Second part. Yes, I write a blog about books. Why? It helps me keep my sanity. I need a place to write, clarify my thoughts, throw words out into the void. Besides, it’s fun. Why not?

LH: If you write reviews, how would you describe your approach, or method? Do you offer or engage in exegesis, theoretical, academic, reader response, close, contextual or evaluative readings? If you don’t write but read reviews, what aspects of reviewing do you notice?

MB: I’ve written and published book reviews for 20 years. I don’t think I belong to any “school” or “approach,” but I’m open to being proven wrong. I write about what I like about the books, what I dislike about the books, and I try to provide examples to back up each of those opinions. Writing reviews has helped me to understand what it is that I like about books. It has helped me clarify my own opinions and tastes. In that sense, it has been a selfish enterprise. It has been about my own self-discovery. I used to think that I needed to be as clear as possible in my opinions, but I confess that often resulted in something close to cruelty. (In my defense, I would say that I never thought my opinion to be “the last word,” only the truth that existed in my own feeble brain.) At the same time, I was always aware of (at least trying to) be(ing) evidence-based. I always knew there was a writer out there who would (possibly) read my review and wonder what the heck I was going on about. I always wanted to say: Look! This sentence here! This plot point here! It’s problematic because X or Y. I’ve never thought reviews should rescue the ego of the writer, but I am now much more self-conscious about foregrounding the subjectivity of my opinion. I don’t think that undermines my opinion. I just hope it makes it easier for the writer to hear it.

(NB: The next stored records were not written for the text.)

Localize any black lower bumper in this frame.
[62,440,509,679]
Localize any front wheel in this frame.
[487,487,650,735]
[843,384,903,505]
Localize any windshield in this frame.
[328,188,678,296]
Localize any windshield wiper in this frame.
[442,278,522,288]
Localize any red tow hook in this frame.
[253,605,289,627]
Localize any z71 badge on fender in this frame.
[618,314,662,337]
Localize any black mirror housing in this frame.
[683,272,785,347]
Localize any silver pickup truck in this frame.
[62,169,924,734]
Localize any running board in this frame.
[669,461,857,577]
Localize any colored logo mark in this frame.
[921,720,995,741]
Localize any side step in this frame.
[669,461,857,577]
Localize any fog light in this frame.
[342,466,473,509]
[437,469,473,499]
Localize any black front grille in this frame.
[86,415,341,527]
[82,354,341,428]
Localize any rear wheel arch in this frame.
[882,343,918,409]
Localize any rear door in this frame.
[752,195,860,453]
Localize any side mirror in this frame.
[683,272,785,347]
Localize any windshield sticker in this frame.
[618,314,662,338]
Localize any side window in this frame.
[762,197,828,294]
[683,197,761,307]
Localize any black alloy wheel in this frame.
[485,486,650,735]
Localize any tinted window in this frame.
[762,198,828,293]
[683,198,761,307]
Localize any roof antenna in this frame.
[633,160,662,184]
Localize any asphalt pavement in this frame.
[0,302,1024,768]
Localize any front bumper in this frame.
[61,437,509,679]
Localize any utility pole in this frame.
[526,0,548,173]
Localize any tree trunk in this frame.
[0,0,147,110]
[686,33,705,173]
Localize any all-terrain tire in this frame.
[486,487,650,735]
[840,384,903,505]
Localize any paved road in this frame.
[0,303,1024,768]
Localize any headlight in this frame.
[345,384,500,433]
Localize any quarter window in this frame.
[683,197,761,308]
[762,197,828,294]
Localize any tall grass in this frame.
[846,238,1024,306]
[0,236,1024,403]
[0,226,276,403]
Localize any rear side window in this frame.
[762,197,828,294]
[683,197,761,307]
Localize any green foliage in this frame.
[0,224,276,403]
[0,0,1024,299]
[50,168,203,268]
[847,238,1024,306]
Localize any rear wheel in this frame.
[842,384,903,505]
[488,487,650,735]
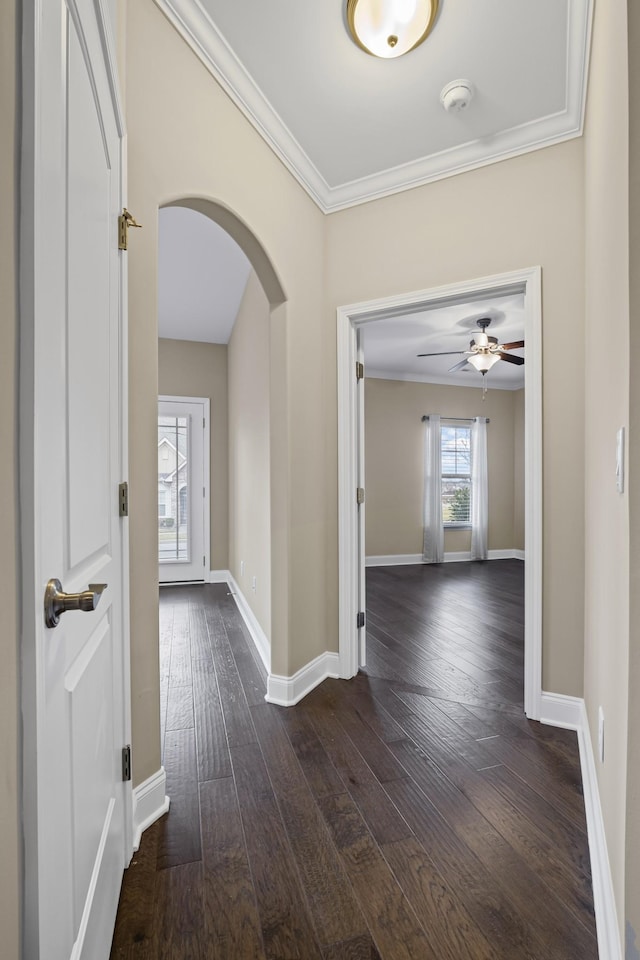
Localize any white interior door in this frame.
[20,0,131,960]
[158,397,209,583]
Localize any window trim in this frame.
[440,417,473,530]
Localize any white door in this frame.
[20,0,131,960]
[158,397,209,583]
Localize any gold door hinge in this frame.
[118,207,142,250]
[118,480,129,517]
[122,744,131,783]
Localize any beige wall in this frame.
[229,271,271,639]
[364,378,524,556]
[584,0,629,927]
[126,0,324,782]
[158,339,229,570]
[512,390,526,550]
[325,140,584,696]
[621,0,640,948]
[0,0,20,960]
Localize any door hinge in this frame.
[118,207,142,250]
[122,743,131,782]
[118,480,129,517]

LH: What do you think makes for a successful review? Is there an aspect, a stylistic choice, or perspective that necessarily produces a more significant document?

MB: Evidence. That’s my one-word answer. Reviews should provide quotations and evaluation. Here’s what I think, and here’s the evidence to back up my opinion. The reader of the review should be provided enough substance to make up their own mind about whether they trust the opinion presented, or whether they conclude their own tastes and assumptions invalidate the conclusions of the reviewer.

LH: When you review, do you focus on a particular text (poem, story), the book at hand, the author’s body of work? Do you think this choice of focus influences criticism, or your own criticism, and if so, how?

MB: Usually when I review, I focus on the book. I would often love to be able to explore the broader themes and implications of a book (and the body of work of the author), but it’s beyond what I have time for. There is a difference between what the “review” can do and what the “essay” can do. Reviews can be weaker and still okay. Essays have a higher standard. These categories can obviously overlap, but I’m comfortable with the generalization. Reviews can be a simple response to a book, and a variety of responses and approaches can be valuable. If one wants to provide a deeper, larger, more valuable evaluation, then expectations rise. Deeper proof is required.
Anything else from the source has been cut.